Tuesday 6 May 2014

Tips for taking effective objections in court

Making objections is a key skill for every trial attorney. The more you try cases, the more rote they become. But if you’re relatively new to the courtroom, or it’s been a while since you’ve been there, here’s a system for memorizing possible objections and having them at the tip of your tongue at trial.
This system breaks down the common objections into easy-to-remember words and phrases that you should be able to easily recall during the heat of battle:
  1. Incompetent. Is the witness competent to testify at all? Is the witness competent to testify on a particular issue? For example, does the question ask a lay witness for expert testimony, or does the witness lack personal knowledge of the facts?

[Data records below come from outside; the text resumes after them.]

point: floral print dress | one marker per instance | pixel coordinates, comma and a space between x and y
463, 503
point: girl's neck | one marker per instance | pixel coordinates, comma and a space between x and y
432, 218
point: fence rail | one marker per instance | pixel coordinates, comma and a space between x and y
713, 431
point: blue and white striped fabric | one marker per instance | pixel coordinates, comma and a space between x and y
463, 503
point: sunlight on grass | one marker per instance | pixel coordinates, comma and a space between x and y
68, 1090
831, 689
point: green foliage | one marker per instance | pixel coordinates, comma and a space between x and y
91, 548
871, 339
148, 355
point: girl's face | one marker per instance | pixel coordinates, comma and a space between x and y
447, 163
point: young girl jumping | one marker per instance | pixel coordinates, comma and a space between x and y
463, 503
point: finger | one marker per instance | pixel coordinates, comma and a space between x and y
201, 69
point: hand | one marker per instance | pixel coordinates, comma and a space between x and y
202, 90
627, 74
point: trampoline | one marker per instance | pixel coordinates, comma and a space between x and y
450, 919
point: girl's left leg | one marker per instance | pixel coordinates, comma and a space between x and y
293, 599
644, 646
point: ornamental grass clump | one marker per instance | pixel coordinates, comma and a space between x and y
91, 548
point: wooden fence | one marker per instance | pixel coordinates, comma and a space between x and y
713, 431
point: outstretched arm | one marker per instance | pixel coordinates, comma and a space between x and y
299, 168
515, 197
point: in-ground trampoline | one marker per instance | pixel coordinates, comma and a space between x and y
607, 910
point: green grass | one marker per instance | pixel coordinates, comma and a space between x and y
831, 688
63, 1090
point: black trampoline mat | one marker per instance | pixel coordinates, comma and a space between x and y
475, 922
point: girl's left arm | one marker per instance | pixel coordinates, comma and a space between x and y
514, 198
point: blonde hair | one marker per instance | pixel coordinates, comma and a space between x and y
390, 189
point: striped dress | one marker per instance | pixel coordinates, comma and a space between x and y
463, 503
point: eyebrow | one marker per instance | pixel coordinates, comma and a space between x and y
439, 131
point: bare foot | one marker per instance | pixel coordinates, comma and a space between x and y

  2. Irrelevant. Does the question call for irrelevant evidence? Evidence must be relevant to be admissible.
  3. Hearsay. Does the question ask for hearsay?
  4. No foundation. Is the foundation incomplete or missing? The most common foundational issues involve authenticating writings, establishing identity, showing personal knowledge, the various requirements for introducing opinion evidence, and relevance.
  5. Privileged. Does the question ask for privileged information?
  6. Form of question incorrect. Is the form of the question incorrect? The question may, e.g., be compound, call for a narrative answer, or call for speculation.
  7. Other objections. Is there some other reason for objecting that does not fall in the categories above, e.g., improper impeachment, improper rehabilitation?
Every objection must be stated to clearly specify its ground. Don’t limit objections to one ground if several grounds are warranted, but be sure they are all warranted and distinctly specified—nobody likes to hear everything but the kitchen sink thrown in!